Common BIOS/UEFI settings: Boot order (priority of boot devices), Secure Boot (enable/disable), virtualization (Intel VT-x / AMD-V — must enable for hypervisors like Hyper-V, VMware), fan settings (speed control), XMP/EXPO memory profile (enables rated RAM speed), storage controller mode (AHCI vs RAID), TPM (Trusted Platform Module — required for Windows 11), power management.
Secure Boot, TPM, and POST
Secure Boot: UEFI feature that verifies the OS bootloader has a valid cryptographic signature from a trusted authority before executing it. Prevents rootkits and boot-sector malware from loading before the OS. Requires: UEFI (not legacy BIOS), signed bootloader. Windows 10/11 sign their bootloaders. Linux distributions increasingly provide signed bootloaders. Disable Secure Boot only when: installing an OS that lacks a signed bootloader, troubleshooting UEFI boot issues.
TPM (Trusted Platform Module): dedicated security chip (or firmware-based fTPM) that stores cryptographic keys, measures boot process integrity, and enables BitLocker encryption. Windows 11 requires: TPM 2.0 + UEFI with Secure Boot. BitLocker uses TPM to protect the encryption key — if hardware changes significantly, BitLocker may trigger key recovery. Enable TPM in UEFI settings (may be labeled PTT on Intel, fTPM on AMD).

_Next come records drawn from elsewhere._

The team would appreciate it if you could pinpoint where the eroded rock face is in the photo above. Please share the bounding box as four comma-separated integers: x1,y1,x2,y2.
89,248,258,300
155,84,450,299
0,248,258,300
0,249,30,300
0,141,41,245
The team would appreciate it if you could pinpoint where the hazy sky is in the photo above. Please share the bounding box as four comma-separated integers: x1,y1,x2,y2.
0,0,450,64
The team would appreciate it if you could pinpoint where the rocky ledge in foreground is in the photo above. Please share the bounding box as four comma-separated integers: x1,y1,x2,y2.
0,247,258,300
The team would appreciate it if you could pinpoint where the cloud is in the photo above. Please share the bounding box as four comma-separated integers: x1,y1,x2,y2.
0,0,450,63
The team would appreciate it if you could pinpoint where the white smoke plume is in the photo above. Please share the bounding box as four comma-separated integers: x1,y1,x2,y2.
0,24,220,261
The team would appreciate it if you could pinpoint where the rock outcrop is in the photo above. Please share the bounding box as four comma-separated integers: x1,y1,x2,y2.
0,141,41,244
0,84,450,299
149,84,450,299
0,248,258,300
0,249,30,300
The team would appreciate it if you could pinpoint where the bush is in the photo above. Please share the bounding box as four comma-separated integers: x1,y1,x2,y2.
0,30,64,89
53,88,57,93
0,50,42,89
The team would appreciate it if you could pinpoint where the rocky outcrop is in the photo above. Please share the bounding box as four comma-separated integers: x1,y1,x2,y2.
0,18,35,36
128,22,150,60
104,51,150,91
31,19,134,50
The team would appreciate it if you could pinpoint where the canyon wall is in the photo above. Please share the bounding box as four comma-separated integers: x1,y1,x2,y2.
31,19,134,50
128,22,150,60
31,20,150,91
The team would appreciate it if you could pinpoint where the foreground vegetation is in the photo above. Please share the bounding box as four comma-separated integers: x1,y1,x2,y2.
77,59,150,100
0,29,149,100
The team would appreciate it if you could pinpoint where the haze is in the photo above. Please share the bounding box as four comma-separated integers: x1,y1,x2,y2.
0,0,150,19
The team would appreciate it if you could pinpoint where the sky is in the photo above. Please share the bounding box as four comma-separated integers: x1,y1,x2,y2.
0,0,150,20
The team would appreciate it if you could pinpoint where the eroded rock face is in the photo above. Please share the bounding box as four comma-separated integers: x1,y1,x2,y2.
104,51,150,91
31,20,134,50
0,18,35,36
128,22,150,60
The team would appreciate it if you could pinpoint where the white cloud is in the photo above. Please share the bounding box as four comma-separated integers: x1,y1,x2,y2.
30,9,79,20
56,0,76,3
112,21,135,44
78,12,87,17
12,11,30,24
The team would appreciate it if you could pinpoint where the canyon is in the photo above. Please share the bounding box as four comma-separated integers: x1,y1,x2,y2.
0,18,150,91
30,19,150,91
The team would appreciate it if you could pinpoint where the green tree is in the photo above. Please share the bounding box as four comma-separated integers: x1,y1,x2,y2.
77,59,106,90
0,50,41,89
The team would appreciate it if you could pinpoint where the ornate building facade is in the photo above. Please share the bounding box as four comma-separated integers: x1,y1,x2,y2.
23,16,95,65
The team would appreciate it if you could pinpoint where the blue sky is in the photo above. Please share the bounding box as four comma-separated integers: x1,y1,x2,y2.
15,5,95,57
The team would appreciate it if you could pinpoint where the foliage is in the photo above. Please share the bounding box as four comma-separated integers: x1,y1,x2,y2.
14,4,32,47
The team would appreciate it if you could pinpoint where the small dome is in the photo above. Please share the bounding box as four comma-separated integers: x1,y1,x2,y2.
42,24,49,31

POST (Power-On Self Test): diagnostic tests the BIOS/UEFI runs at startup to verify hardware is functional. POST checks: CPU, RAM, video, keyboard, storage controllers. POST failure indicators: beep codes (different patterns indicate different failures — consult manufacturer's documentation), POST error messages on screen, error codes displayed on a two-character LED display (on some motherboards). Common beep patterns: 1 short beep = POST successful. Multiple short beeps = RAM failure. Long beeps = video card failure (varies by manufacturer).
Boot order: the sequence of devices BIOS/UEFI tries to boot from. Typical order: USB → CD/DVD → HDD/SSD → Network (PXE). Change boot order temporarily: press the boot menu key (F8, F11, F12, or Esc during POST) to select a one-time boot device without saving to BIOS — useful for booting from USB recovery media.